To all outward appearances, Loki was a professional motorcycle racer following his circuit through the Midwest. The fact that his real business was hunting down and destroying at any cost a shadowy mercenary army hired to kill Daemon operatives was well concealed behind the patina of professional racing. With his big corporate sponsors (unwilling though they might be) listed on the trailer’s wall, he looked more than legit. He looked downright establishment.

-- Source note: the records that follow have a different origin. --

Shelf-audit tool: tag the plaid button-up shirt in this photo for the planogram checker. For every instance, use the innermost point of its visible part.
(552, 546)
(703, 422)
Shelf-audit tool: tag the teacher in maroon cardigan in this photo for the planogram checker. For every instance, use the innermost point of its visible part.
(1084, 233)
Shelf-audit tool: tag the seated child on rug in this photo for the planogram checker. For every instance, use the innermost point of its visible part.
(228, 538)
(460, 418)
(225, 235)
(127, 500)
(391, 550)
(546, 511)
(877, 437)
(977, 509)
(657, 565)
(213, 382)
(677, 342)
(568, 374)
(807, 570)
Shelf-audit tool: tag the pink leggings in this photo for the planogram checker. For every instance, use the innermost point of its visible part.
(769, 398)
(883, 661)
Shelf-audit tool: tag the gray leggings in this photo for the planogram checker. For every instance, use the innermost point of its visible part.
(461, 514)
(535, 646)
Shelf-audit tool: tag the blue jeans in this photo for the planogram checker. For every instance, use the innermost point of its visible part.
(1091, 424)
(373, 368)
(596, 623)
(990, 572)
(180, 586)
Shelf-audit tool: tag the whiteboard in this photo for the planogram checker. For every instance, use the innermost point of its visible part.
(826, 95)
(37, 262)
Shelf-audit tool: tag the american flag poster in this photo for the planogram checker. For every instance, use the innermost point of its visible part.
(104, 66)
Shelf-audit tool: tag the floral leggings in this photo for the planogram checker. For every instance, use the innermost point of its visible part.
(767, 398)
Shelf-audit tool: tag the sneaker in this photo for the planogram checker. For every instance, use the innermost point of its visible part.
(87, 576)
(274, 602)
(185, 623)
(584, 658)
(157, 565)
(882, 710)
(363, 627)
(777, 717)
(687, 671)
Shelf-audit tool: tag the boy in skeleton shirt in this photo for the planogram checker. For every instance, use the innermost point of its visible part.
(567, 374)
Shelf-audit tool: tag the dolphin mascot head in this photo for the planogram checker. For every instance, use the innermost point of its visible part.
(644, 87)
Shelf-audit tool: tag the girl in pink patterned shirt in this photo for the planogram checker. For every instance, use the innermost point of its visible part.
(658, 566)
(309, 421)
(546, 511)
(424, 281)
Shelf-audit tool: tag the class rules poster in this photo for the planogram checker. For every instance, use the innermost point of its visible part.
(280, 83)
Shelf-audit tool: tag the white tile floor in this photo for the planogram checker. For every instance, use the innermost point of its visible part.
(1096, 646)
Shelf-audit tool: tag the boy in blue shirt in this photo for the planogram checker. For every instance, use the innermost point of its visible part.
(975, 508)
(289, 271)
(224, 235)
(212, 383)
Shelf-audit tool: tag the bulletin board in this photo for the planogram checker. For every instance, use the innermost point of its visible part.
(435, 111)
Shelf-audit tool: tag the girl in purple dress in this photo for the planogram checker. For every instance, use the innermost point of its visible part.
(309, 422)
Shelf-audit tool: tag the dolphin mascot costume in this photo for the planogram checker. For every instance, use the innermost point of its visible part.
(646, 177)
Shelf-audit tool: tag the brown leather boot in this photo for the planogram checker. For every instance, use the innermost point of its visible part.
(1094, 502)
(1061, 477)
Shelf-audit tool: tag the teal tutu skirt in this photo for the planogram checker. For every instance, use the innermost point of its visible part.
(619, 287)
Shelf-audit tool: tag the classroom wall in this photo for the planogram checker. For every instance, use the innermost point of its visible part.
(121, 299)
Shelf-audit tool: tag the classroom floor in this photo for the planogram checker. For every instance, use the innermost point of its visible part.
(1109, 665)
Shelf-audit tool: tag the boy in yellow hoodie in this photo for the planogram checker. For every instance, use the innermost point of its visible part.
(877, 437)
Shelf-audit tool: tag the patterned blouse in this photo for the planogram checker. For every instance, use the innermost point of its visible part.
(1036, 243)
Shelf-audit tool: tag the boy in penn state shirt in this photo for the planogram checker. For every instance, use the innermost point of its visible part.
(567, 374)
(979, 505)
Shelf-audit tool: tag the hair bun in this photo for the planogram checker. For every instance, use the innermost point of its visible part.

However, in this fight, as in all things, Loki remained a loner. He had no crew of mechanics. He preferred instead to communicate his needs through the darknet—pressing into service local maintenance factions to repair his fleet of razorbacks and microjets. That was, after all, what the trailer was for—a storage facility for a score of Type 2-E razorback interceptors and half a dozen microjet aircraft—as well as his personal black Ducati S-version Streetfighter motorcycle, which he rode into battle against The Major’s people. So far he’d slain or captured at least a hundred of the bastards, and he was on his way to tracking down more—dragging them screaming from their motel rooms or safe houses like pigs to slaughter. Their blind trust in the anonymity of their communications would be their undoing.

But each battle brought damage, and for this Loki had to seek out darknet communities where he could get replacement bikes and turn in his damaged units. This had brought him here to Garnia, Missouri—a small, economically depressed town out in the plains that was transforming itself into a bustling new darknet community. Founded by a logistics faction—an Order of Merritt signatory, no less—they’d be able to service his razorbacks, provide fuel cell batteries, replace wireless receivers, and so on. Loki would also be secure in the knowledge that he wouldn’t be hassled by the police—because, as in all darknet communities, the police here would be fellow darknet members.